Brinquedo, vitamina, panela ou peixe. Eles vendem isso e mais um pouco

Grupo M.Cassab, dono de mais de uma dezena de negócios, entre eles a rede Spicy, estreia no [br]mercado de pescados

Cátia Luz, O Estado de S.Paulo

18 de abril de 2011 | 00h00

Não tem a sofisticação da Spicy, rede de utensílios domésticos do grupo, nem o jeitão moderninho da loja conceitual dos brinquedos Lego, que também faz parte do conglomerado. O novo negócio da M.Cassab está em uma fazenda. Em Rifaina (SP), o grupo, que faturou no ano passado R$ 680 milhões, está tirando do papel sua mais recente aposta: a criação de peixes e a construção de um frigorífico.

"A ideia é dominar todo o processo: da produção à comercialização de produtos como filés congelados ou empanados para supermercados e restaurantes", diz Victor Cutait Neto, diretor da M.Cassab, que divide com dois irmãos, a irmã e o cunhado o comando da empresa, fundada pelo avô, em 1928. Seu pai, Fabio Cutait, faz parte do conselho.

A estreia em novos mercados é corriqueira. O grupo, que começou com a produção de café, hoje conta com mais de uma dezena de negócios. Da distribuição dos brinquedos da Lego no Brasil e de utensílios domésticos no varejo à exportação de cosméticos. Do fornecimento de insumos para a fabricação de ração animal à formulação de concentrados para fabricantes de bebidas e alimentos. Na maior parte dos negócios, o grupo atua como um importador. E 80% das receitas vêm da área química.

Para explicar a busca contínua por novos segmentos e justificar as 14 áreas de negócios, Victor Cutait recorre a um lema da família: "Passado é história, não é garantia". "A diversificação não representa um risco, desde que a estratégia de cada negócio seja bem conduzida", diz Leonardo Araújo, professor de Marketing da Fundação Dom Cabral.

No caso da criação de peixes - mais especificamente tilápias -, foi o mercado potencial no País que motivou o investimento do grupo. "O consumo per capita por ano de pescados no Brasil é de cerca de 9 kg, contra 22,5 kg na China, por exemplo", explica o oceanógrafo Sílvio Romero Coelho, chamado pelo grupo para comandar a nova unidade. Para testar os canais de comercialização, o grupo começou a importar no início do ano conservas de pescados, que já estão à venda em 28 pontos de venda em São Paulo. A produção própria, que vai começar com 10 toneladas/mês, deve chegar ao mercado no último trimestre do ano, sob a marca Fider. A expectativa é que, em dois anos, atinja 300 toneladas/mês. Segundo Coelho, a vantagem da aquicultura é permitir que a produção seja padronizada, rastreada e constante.
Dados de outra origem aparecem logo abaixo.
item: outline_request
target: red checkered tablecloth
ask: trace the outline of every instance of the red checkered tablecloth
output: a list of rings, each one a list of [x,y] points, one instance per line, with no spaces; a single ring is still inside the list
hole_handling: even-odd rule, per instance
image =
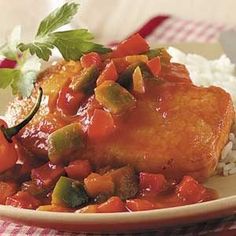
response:
[[[183,20],[177,17],[157,16],[147,22],[137,32],[150,44],[178,42],[215,42],[219,34],[227,30],[236,30],[235,26],[212,24],[201,21]],[[19,225],[0,220],[0,235],[85,235],[60,232],[33,226]],[[130,234],[127,234],[130,235]],[[140,233],[139,235],[148,235]],[[236,235],[236,215],[222,219],[200,222],[198,224],[160,229],[151,235]]]

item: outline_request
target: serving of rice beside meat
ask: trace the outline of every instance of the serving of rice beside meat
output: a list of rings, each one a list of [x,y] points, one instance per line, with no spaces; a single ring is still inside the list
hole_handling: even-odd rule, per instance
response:
[[[195,85],[223,88],[231,95],[236,107],[235,65],[226,55],[216,60],[208,60],[200,55],[185,54],[173,47],[170,47],[168,52],[172,56],[172,62],[182,63],[187,67]],[[236,124],[232,127],[228,142],[221,152],[217,173],[224,176],[236,174]]]

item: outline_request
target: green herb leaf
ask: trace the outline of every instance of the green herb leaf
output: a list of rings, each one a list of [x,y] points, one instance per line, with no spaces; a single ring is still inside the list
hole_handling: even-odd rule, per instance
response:
[[[76,3],[65,3],[50,13],[39,25],[36,37],[46,36],[63,25],[70,23],[72,17],[77,13],[79,5]]]
[[[52,49],[57,47],[65,60],[78,60],[83,54],[95,51],[106,53],[111,51],[100,44],[93,43],[93,36],[86,29],[54,32],[59,27],[70,22],[76,14],[78,4],[64,4],[53,11],[39,26],[35,40],[32,43],[20,43],[18,48],[23,52],[30,51],[39,58],[48,61]]]
[[[51,37],[53,45],[58,48],[65,60],[78,60],[83,54],[91,51],[110,51],[100,44],[91,42],[93,36],[86,29],[55,32]]]
[[[0,69],[0,88],[8,87],[19,75],[20,71],[16,69]]]

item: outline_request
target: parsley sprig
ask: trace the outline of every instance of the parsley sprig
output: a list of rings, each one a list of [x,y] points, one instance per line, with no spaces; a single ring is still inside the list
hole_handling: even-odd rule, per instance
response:
[[[0,47],[0,55],[17,61],[15,68],[0,68],[0,88],[12,87],[13,94],[21,97],[30,96],[41,61],[48,61],[52,49],[57,48],[65,60],[78,60],[88,52],[107,53],[110,49],[94,43],[93,35],[86,29],[57,31],[60,27],[70,23],[77,13],[79,5],[65,3],[44,18],[37,30],[35,39],[31,43],[20,43],[19,29],[6,44]],[[17,37],[16,37],[17,35]]]

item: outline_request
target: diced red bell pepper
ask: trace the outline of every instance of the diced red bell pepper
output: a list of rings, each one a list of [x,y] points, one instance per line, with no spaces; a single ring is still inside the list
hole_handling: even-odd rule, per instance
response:
[[[147,62],[147,66],[155,77],[158,77],[161,72],[160,57],[154,57]]]
[[[106,67],[104,68],[104,70],[102,71],[102,73],[99,75],[98,79],[97,79],[97,86],[100,85],[102,82],[104,82],[105,80],[113,80],[116,81],[118,78],[118,74],[116,71],[116,67],[113,61],[110,61]]]
[[[83,180],[91,174],[92,168],[88,160],[75,160],[65,167],[65,171],[68,177]]]
[[[96,52],[90,52],[83,55],[80,58],[80,62],[83,68],[89,68],[92,65],[96,65],[98,68],[100,68],[102,65],[102,59]]]
[[[63,175],[64,168],[61,165],[54,165],[51,162],[32,169],[32,180],[39,181],[44,187],[50,187],[57,182],[61,175]]]
[[[204,201],[206,188],[191,176],[184,176],[176,187],[176,193],[184,202],[192,204]]]
[[[130,65],[125,57],[112,58],[111,60],[115,64],[117,73],[123,72]]]
[[[0,204],[5,204],[7,197],[12,196],[17,191],[16,183],[0,181]]]
[[[128,39],[119,43],[111,53],[113,57],[124,57],[147,52],[149,45],[146,40],[139,34],[134,34]]]
[[[73,91],[66,86],[59,93],[57,108],[65,115],[75,115],[84,97],[83,93]]]
[[[110,112],[95,109],[88,127],[88,137],[93,140],[101,139],[110,135],[114,130],[115,124]]]
[[[97,211],[100,213],[113,213],[127,211],[125,203],[119,197],[111,197],[106,202],[100,204],[97,207]]]
[[[40,201],[28,192],[20,191],[11,197],[8,197],[6,205],[25,209],[36,209],[40,205]]]
[[[16,67],[16,61],[15,60],[11,60],[11,59],[2,59],[0,60],[0,68],[15,68]]]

Attílio Leardini, fundador da Leardini, com vendas de 25 mil toneladas de pescados por ano, diz que a notícia do novo concorrente não incomoda. "Em um mercado pulverizado e de muita informalidade, grandes empresas fazem bem", afirma. "Só espero que eles cheguem com a tecnologia necessária para serem competitivos em qualquer lugar do mundo". Segundo Leardini, há uma diferença no preço do quilo do filé de tilápia no País em comparação com outros mercados. "No Brasil, varia entre R$ 12 e R$ 18. No mercado internacional, é mais barato: está entre US$ 2,50 e US$ 6."